Viele Stürze von Pflegebedürftigen können durch eine gezielte Prävention vermieden werden. Schon kleine Anpassungen und erhöhte Vorsicht reduzieren das Risiko.
- Wohnumfeld anpassen: Entfernen Sie Stolperfallen wie lose Teppiche, herumliegende Kabel oder andere Gegenstände, über die man fallen könnte. Sorgen Sie für eine gute Beleuchtung, auch nachts. Installieren Sie Haltegriffe am Bett, im Bad oder auch an Wänden. Bitten Sie Ihren pflegebedürftigen Angehörigen gegebenenfalls, Treppen am besten nur mit Unterstützung zu nutzen.
- Hilfsmittel einsetzen: Gehstöcke, Rollatoren, Duschsitze oder rutschfeste Schuhe geben zusätzliche Sicherheit.
- Nebenwirkungen beobachten: Manche Präparate verursachen Schwindel oder Benommenheit.
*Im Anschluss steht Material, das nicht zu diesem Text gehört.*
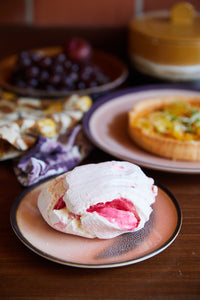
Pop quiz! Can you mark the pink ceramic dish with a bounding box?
[83,85,200,173]
[11,176,182,268]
Vor allem, wenn Dosierungen gesteigert oder neue Medikamente eingenommen werden, sollten Sie auf solche Nebenwirkungen achten.
- Regelmäßige Bewegung: Je stärker die Muskeln und je beweglicher der gesamte Körper, desto besser können Stürze abgefangen werden. Je nach Gesundheitszustand ist es empfehlenswert, dass Sie Ihr pflegebedürftiges Familienmitglied bei der Absolvierung von entsprechenden gymnastischen Übungen unterstützen. Es gibt sogar spezielle Sturz-Trainings für Pflegebedürftige. Hierzu beraten Kranken- und Pflegekassen, Pflegeberatungsstellen, Pflegedienste oder Seniorenzentren.
- Seh- und Hörhilfen: Unscharfes Sehen oder vermindertes Hörvermögen erhöhen das Risiko für einen Sturz. Achten Sie darauf, dass Seh- und Hörhilfen auf eventuell verschlechterte Werte angepasst werden.
- Routinen schaffen Ruhe: Planen Sie den Tagesablauf so, dass keine Hektik aufkommt und bestimmte Handlungsabläufe zur Gewohnheit werden. Ausreichend Zeit für den Toilettengang und die Badroutine ist wichtig. In der dunklen Jahreszeit sollte rechtzeitig das Deckenlicht angehen und nachts die Nachtlichter nicht vergessen werden. Zeitschaltuhren oder Smart-Home-Funktionen können dabei sehr hilfreich sein.